1964 in Review: Golden Year of Civil Rights Movement

 


President Lyndon B. Johnson shakes Martin Luther King, Jr.’s hand after presenting him with one of the 72 pens used to sign the Civil Rights Act as congressmen and Whitney Young, executive director of the Urban League, look on (Photo Credit: AP Photo).


50 Years Later: Remembering 1964 (Have We Truly Overcome?)


During Black History Month we often stop to remember the Civil Rights era in American history.


The years between 1955 and 1968 saw a massive push by African Americans to change the physical freedom they had acquired after emancipation into real equality as citizens.


While the entire era was very important, 1964 was one of the most charged and productive years of all.


So, 50 years later in 2014, people across the nation are looking back at the achievements of that year.


Here are the top five accomplishments of 1964 and responses to them today.
1. The Civil Rights Act of 1964 was a major win during the Civil Rights era. It outlawed racial discrimination in education and in the workplace, and put a stop to discriminatory voter registration requirements around the country.


“In the 60s, we were moving forward,” said Mary Perry, President Emeritus of the Wendell Branch of the NAACP in North Carolina. “We are regressing back to the 60s now. We are moving backwards as a people,” she said pointing to new voter registration laws across the South and reports by MSNBC that schools are now as segregated as they were before being desegregated by the Civil Rights Act of 1964.


2. 1964 Mississippi Freedom Summer: For this campaign, hundreds of members of the Student Nonviolent Coordinating Committee, the Southern Christian Leadership Conference, the Congress of Racial Equality and the NAACP converged in Mississippi to register voters and raise awareness about voter disenfranchisement in the state.


Four of the volunteers were killed and one year later the Voting Rights Act of 1965 was passed.


In 2013, section four of the Voting Rights Act was slashed by Congress, and Mississippi and other Southern states saw a return to the voting rights violations that the freedom summer organized against.


Organizers from around the country now plan to convene in Mississippi again for Freedom Summer 2014 to fight for the same freedom to vote.


3. Harlem Riots of 1964: In July 1964, NYPD Lieutenant Thomas Gilligan shot and killed 15-year-old James Powell in front of his friends in Harlem, N.Y.


The shooting spurred six nights of riots in Harlem and later Bedford-Stuyvesant, Brooklyn.


Later that summer, similar riots kicked off around the country. These events in 1964 sound similar to George Zimmerman’s shooting of 17-year-old Trayvon Martin in 2012, which spurred massive protests around the country.
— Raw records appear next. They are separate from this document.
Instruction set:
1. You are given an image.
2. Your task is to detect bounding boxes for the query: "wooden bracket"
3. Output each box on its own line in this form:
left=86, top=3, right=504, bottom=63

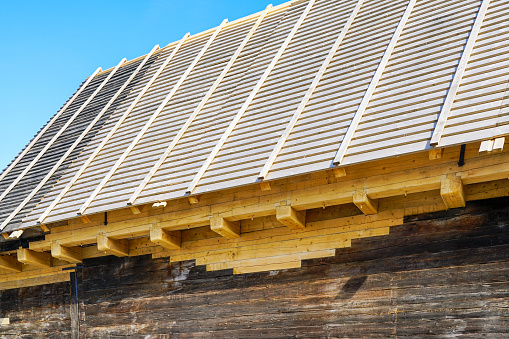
left=429, top=148, right=444, bottom=160
left=40, top=224, right=50, bottom=232
left=479, top=137, right=505, bottom=155
left=97, top=233, right=128, bottom=257
left=441, top=173, right=465, bottom=209
left=210, top=217, right=240, bottom=239
left=129, top=205, right=144, bottom=215
left=0, top=255, right=21, bottom=273
left=353, top=190, right=378, bottom=215
left=51, top=241, right=82, bottom=263
left=333, top=167, right=347, bottom=178
left=276, top=206, right=306, bottom=230
left=80, top=215, right=91, bottom=224
left=259, top=182, right=271, bottom=191
left=188, top=196, right=200, bottom=204
left=1, top=233, right=8, bottom=240
left=17, top=248, right=51, bottom=268
left=150, top=224, right=181, bottom=250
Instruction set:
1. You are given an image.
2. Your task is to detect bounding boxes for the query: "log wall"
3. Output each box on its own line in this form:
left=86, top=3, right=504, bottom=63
left=1, top=197, right=508, bottom=338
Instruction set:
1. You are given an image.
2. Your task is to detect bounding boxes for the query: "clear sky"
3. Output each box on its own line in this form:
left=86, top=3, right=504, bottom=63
left=0, top=0, right=288, bottom=171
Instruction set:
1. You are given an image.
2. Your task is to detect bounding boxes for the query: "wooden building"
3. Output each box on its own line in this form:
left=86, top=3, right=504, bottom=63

4. In 1964, Malcolm X broke from the Nation of Islam, and announced his desire to work with the leaders of the Civil Rights Movement.


From then on Malcolm X and the Organization of Afro-American Unity countered Martin Luther King’s calls for non-violence within the Civil Rights Movement with calls for the Black community to defend itself in the face of a racist government.
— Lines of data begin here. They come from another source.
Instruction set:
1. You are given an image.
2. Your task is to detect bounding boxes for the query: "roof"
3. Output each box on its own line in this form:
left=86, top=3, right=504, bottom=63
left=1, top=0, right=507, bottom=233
“If we don’t do something real soon, I think you’ll have to agree that we’re going to be forced either to use the ballot or the bullet. It’s one or the other in 1964. It isn’t that time is running out — time has run out,” said Malcolm X in his 1964 “Ballot or the Bullet” speech.
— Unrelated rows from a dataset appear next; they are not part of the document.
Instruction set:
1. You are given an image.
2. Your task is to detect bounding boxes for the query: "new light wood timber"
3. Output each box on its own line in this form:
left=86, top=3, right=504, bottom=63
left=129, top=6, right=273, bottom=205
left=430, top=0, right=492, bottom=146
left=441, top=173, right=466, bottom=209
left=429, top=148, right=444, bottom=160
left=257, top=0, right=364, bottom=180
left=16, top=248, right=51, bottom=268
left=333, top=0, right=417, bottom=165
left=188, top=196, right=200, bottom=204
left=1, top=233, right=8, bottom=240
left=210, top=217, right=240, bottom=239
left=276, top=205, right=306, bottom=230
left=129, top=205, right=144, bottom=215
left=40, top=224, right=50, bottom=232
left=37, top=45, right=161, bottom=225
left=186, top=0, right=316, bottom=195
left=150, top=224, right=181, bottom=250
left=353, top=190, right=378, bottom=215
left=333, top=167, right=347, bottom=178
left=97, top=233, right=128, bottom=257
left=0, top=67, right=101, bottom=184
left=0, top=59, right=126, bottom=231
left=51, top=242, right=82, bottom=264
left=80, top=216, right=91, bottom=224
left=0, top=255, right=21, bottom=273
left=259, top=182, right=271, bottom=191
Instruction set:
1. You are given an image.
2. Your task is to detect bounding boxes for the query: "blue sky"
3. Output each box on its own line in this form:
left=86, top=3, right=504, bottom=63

Malcolm X also pushed for the Civil Rights Movement to be called a Human Rights Movement to bring it into the international sphere.


This year, civil rights organizers began to look to the international stage as Malcolm X wanted.


Organizers at the HKonJ Moral March in North Carolina began calling their protest a human rights issue rather than a civil rights one and the NAACP brought voter disenfranchisement issues in the United Stated to the United Nations.


5. In 1964, King was awarded the Nobel Peace Prize.


At 35 years old he was the youngest man to ever win the prize and the award sent a message to the international community that the non-violent Civil Rights Movement in the United States was of international significance.


“Conclude that this award which I receive on behalf of that movement is a profound recognition that nonviolence is the answer to the crucial political and moral question of our time,” said King in his acceptance speech.


King donated the $54,123 he won for the prize to the Civil Rights Movement, allowing for many new programs and initiatives to develop and grow.